We only just scratched the surface today, and the kids are thrilled with the prospect of returning on a regular basis. It definitely helped them appreciate size, as they stood staring straight up at the huge skeleton of an African elephant (which they were sure was a dinosaur at first!) I have vivid memories of going to a similar museum with them in Scotland, but Naomi and Josiah don’t. To them, this was all new stuff. They were in awe and their joy made me smile. =)

Our New Home

For those of you who have been wondering, we're in our new house at last! We moved into our new place on Wednesday October 22, though we weren’t able to get all our stored stuff that same day. Our pillows and comforters were in storage so we slept in our bed that first night fully clothed in sweaters and coats, with no bedding! (The blanket we did have was shared by Naomi and my mom in the other double bed.)

Our home is a row-house, adjacent to three others. Our front door opens onto a hallway, with our enclosed dining room on the right. A small living room follows, and then an enclosed kitchen, a back door, and finally a bathroom at the end of the ground floor. Between the dining room and living room are stairs leading up to the “first floor” where we have two bedrooms.

The kids are in the front room, which has two windows looking onto our road. Just across the narrow street from us is a car repair shop (ironically housed in what used to be the local parish church, with a steeple and all), so the kids have lots to watch: workers, roosting doves, neighbors’ cats, cars, passersby, etc.

Our room is in the back, and looks out onto a horse pasture. We’re grateful for a darker and quieter room, as well as one with a beautiful view. We have a tiny yard (called a “garden” here, whether anything is planted or not) full of gravel, which was the most disappointing aspect of this house. But because of the pasture just beyond, as well as a huge expanse of parks at the end of our road, the yard is bearable.
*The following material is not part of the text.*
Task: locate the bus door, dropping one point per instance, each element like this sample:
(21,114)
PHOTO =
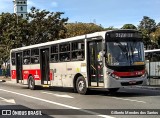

We are grateful to have found a very adequately furnished place. We have a double bed, a queen bed (called “king” here!), and three sets of desk, wardrobe, dresser and bookcase (because this used to be home to three students). My kitchen has a microwave, electric tea kettle, small oven and stove, and a medium-sized frig and freezer (an improvement over the one I had in Edinburgh). I’m grateful for every kitchen item I brought with me, but even so, I have had to buy multiple things.

Our dead-end street, Ferry Road, connects a semi-major road called Marston Road with a cycle path that cuts through University Parks to get into city center. This means we have a fair amount of pedestrian and bicycle traffic, but little car traffic.

Marston Road has frequent bus service (which we try not to use to cut down costs) and wonderfully wide sidewalks separated from a cycle lane by a grass median. This makes it a nice road to walk with the kids, as I worry less about their falling into traffic. The cycle path through the Parks is a lovely walk, through meadows and over streams. The kids love seeing ducks, swans, and geese, and I appreciate the peace and beauty of nature. Oxford is a real mix that way.

That’s all for now. I’ll include pictures when I get my camera working again (can’t figure out what’s wrong with it, but hopefully not much.) Sorry for the delay!